26 Juni 1941 adalah hari yang tak terlupakan sepanjang hidupnya. Seperti kata pepatah - untung tak dapat diraih malang tak dapat ditolak - pada hari naas itu kehidupan Parlindoengan Loebis berubah sepenuhnya.

TERKAIT:
Menunda Perjuangan Kemerdekaan Indonesia
Mengubah haluan
Sebagai dokter muda lulusan Universitas Leiden yang baru buka praktek di Amsterdam, selain mengunjungi, Loebis juga banyak didatangi pasien. Pada hari di musim panas itu, ketika makan siang bersama istrinya Jo Soumokil, pintu rumahnya diketuk.

Semula dikiranya ada pasien yang tidak kenal jam praktek. Tapi ternyata dua orang tamu itu anggota Gestapo, dinas rahasia pendudukan Nazi Jerman yang memintanya ikut ke Euterpestraat, markas besar mereka. Sebentar saja, sebelum jam praktek sore ia sudah bisa pulang.

Sebentar itu ternyata berlangsung selama empat tahun. Parlindoengan Loebis dipindah-pindah dari Kamp Schoorl dan Kamp Amersfoort di Belanda ke kamp-kamp Buchenwald dan Sachsenhausen di Jerman. Dia alami sendiri kehidupan mengerikan dalam kamp.

Untung pada sebagian besar kamp itu Loebis bertugas sebagai dokter. Itulah yang menyelamatkannya. Parlindoengan Lubis menuliskan semua kekejian yang dialaminya dalam otobiografinya yang berjudul "Orang Indonesia di Kamp Konsentrasi Nazi".

Pada buku itu antara lain bisa dibaca bahwa di Kamp Schoorl, Loebis bertemu Sidartawan, sekretaris Perhimpoenan Indonesia, PI. Sebelum perang, Loebis pernah menjabat ketua organisasi mahasiswa Indonesia di Belanda ini.

Rupanya Nazi menganggap PI dekat dengan Partai Komunis Belanda CPH, sehingga seperti kalangan komunis, pengurus PI-pun ditangkapi. Kedekatan ini bukan kebetulan, maklum kalangan komunis adalah partai pertama yang menghendaki “IndonesiĆ« los van Holland”, Indonesia lepas dari Belanda.

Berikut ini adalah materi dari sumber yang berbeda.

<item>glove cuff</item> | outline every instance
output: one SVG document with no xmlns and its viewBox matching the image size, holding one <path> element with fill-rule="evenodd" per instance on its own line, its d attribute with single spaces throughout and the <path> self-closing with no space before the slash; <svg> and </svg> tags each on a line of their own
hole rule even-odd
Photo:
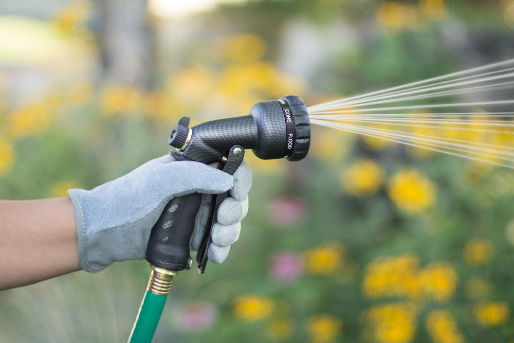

Yang tampaknya tidak diketahui Nazi adalah, ketika masih menjabat ketua, Parlindoengan Loebis justru membuka PI dari ketertutupan ketika masih dekat dengan pihak komunis Belanda. Sejarawan Belanda Harry Poeze dari KITLV di Leiden menunjuk bahwa Loebis mengubah haluan, mendekatkan PI dengan SDAP, partai sosial demokrat Belanda.

Anne Frank
Lulus sebagai dokter, tentu saja Parlindoengan Loebis juga melepas kedudukannya dalam Perhimpoenan Indonesia. Tetapi mengapa ia tetap diburu Nazi? Loebis tak bisa memastikannya. Alasan penangkapannya juga baru diketahuinya bulan Maret 1945, menjelang pembebasan dari Kamp Buchenwald.

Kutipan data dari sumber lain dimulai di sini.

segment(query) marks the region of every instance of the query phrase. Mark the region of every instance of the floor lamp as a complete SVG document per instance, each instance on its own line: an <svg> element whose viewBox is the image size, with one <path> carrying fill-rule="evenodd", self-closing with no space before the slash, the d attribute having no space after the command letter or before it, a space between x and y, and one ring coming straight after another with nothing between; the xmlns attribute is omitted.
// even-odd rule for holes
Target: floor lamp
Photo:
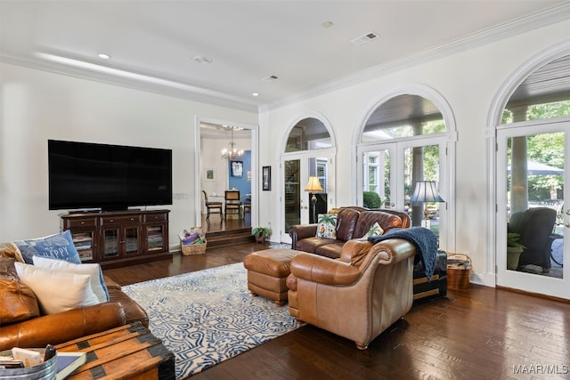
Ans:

Yang jelas, di Kamp Schoorl dia bertemu Sidartawan, Sekretaris Perhimpoenan Indonesia. Di situ dia juga mendengar: Nazi sebenarnya hanya berniat menangkap ketua PI. Tetapi Setiadjit, sang ketua, menghilang. Sidartawanlah yang tertimpa sial, ia harus “menggantikan” Setiadjit.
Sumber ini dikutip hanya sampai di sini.